Target fell nearly 30% from the start of the year to its low point in March as the coronavirus outbreak deepened and shoppers reined in spending on discretionary items in favor of essentials. Though a decline in sales of higher-margin items like apparel as well as coronavirus-related costs weighed on first-quarter performance overall -- net earnings fell 64% -- investors appreciated the company's digital performance.
Target's first-quarter digital comparable sales surged 141%. April was the biggest month, with digital sales climbing 282%. Order pick-up, drive up, and same-day delivery service Shipt posted a 278% gain.
Prior to the coronavirus crisis, Target's digital business was already making impressive gains. In 2019, Target increased digital sales more than 25% for the sixth straight year. Then growth in the first quarter helped the business leap ahead. On its earnings call, Target said it didn't expect digital volumes of that level for another three years.

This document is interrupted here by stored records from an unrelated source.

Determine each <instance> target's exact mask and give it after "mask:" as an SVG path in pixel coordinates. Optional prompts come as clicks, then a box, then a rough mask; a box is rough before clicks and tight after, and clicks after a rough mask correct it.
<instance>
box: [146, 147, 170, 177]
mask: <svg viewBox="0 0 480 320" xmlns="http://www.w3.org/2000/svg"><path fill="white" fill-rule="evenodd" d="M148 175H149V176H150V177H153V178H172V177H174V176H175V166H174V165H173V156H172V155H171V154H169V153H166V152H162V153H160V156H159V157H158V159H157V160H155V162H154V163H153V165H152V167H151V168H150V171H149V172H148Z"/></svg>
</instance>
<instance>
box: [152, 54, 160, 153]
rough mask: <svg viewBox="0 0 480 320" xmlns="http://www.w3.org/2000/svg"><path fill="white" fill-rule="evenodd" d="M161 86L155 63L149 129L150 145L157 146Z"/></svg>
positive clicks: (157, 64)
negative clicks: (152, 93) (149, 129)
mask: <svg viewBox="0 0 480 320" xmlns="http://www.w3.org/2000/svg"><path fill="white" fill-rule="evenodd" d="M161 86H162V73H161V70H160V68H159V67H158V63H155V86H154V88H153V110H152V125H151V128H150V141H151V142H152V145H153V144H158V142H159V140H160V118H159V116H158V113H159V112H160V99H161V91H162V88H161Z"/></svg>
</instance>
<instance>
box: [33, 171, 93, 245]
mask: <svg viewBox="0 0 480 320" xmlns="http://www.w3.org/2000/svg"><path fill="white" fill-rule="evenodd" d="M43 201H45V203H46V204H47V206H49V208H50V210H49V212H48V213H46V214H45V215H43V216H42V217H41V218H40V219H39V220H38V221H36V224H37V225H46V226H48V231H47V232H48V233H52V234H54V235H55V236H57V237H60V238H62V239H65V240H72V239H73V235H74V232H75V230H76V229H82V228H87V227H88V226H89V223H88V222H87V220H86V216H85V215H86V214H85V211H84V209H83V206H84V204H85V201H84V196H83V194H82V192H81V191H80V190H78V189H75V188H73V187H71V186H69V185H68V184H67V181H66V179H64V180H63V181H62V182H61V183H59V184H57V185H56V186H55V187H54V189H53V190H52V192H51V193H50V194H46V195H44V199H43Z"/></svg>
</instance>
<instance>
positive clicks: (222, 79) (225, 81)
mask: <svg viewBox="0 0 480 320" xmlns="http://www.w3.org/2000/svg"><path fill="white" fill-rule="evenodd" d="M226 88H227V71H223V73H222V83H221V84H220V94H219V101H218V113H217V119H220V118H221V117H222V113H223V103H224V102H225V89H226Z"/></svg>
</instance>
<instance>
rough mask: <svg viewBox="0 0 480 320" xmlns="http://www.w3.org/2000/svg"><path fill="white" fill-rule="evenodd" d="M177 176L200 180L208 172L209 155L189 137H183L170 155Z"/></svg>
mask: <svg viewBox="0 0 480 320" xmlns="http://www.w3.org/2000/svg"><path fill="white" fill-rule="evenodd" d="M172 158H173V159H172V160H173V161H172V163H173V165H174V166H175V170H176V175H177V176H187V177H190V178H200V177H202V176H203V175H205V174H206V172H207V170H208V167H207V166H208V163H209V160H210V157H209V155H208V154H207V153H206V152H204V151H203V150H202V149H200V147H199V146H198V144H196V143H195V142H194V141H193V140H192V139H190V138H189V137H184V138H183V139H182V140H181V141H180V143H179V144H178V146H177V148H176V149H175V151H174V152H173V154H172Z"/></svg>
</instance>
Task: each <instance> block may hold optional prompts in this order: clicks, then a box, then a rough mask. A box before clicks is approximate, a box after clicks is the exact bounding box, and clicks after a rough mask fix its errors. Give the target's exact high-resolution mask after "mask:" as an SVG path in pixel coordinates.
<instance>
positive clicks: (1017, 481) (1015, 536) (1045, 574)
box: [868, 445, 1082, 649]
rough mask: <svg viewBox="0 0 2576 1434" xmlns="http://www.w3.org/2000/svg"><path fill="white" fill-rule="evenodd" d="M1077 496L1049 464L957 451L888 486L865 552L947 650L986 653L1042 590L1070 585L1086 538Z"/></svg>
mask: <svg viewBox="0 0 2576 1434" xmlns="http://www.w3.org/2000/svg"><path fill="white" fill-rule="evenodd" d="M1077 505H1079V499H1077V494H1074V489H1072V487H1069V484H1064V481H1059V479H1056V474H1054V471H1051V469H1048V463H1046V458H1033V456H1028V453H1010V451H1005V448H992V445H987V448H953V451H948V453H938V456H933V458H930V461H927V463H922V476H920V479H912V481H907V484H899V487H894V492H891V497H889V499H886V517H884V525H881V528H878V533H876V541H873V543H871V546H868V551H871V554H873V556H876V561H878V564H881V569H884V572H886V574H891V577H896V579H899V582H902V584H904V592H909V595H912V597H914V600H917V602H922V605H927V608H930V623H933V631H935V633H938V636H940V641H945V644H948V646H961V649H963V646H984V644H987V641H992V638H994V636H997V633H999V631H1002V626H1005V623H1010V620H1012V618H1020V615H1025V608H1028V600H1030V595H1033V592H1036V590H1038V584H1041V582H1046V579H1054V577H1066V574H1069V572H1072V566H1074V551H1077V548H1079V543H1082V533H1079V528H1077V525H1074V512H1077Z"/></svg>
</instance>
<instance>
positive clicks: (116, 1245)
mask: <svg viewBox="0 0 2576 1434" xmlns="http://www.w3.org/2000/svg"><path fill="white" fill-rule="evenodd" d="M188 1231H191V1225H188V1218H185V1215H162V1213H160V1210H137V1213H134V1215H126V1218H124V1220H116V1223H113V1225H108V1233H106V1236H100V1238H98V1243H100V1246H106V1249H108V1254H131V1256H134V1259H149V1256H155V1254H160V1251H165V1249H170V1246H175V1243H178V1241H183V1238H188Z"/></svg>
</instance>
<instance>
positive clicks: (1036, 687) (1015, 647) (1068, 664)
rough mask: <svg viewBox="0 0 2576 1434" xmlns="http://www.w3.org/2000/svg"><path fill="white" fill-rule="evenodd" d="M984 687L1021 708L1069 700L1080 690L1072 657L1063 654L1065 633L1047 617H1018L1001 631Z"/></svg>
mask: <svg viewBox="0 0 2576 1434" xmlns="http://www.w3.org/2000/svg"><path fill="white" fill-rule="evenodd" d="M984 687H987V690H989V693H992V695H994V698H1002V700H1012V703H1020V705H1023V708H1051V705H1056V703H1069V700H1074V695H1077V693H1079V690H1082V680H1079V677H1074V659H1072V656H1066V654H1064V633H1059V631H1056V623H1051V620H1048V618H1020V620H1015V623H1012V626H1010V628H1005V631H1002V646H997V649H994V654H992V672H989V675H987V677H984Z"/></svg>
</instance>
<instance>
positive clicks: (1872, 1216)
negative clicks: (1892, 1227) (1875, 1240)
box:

Though the return of customers to stores may mean less growth in digital than we saw in the first quarter, Target still may maintain a good deal of digital momentum. That's important considering the consumer's growing interest in shopping online. U.S. e-commerce retail sales are expected to grow 64% from last year to nearly $600 billion in 2024, according to Statista.
As shoppers return to their usual buying habits, we should be on the lookout for information about Target's sales in apparel and other higher-margin discretionary categories. The company said it saw gains in these areas in mid-April, which is already a positive sign.
Also in April, Target said store traffic increased, and digital growth continued at rates between 200% and 300%. Even maintaining a small portion of the gains in digital and pickup/delivery would be great news and may be a positive catalyst for this retail stock's performance in the months ahead.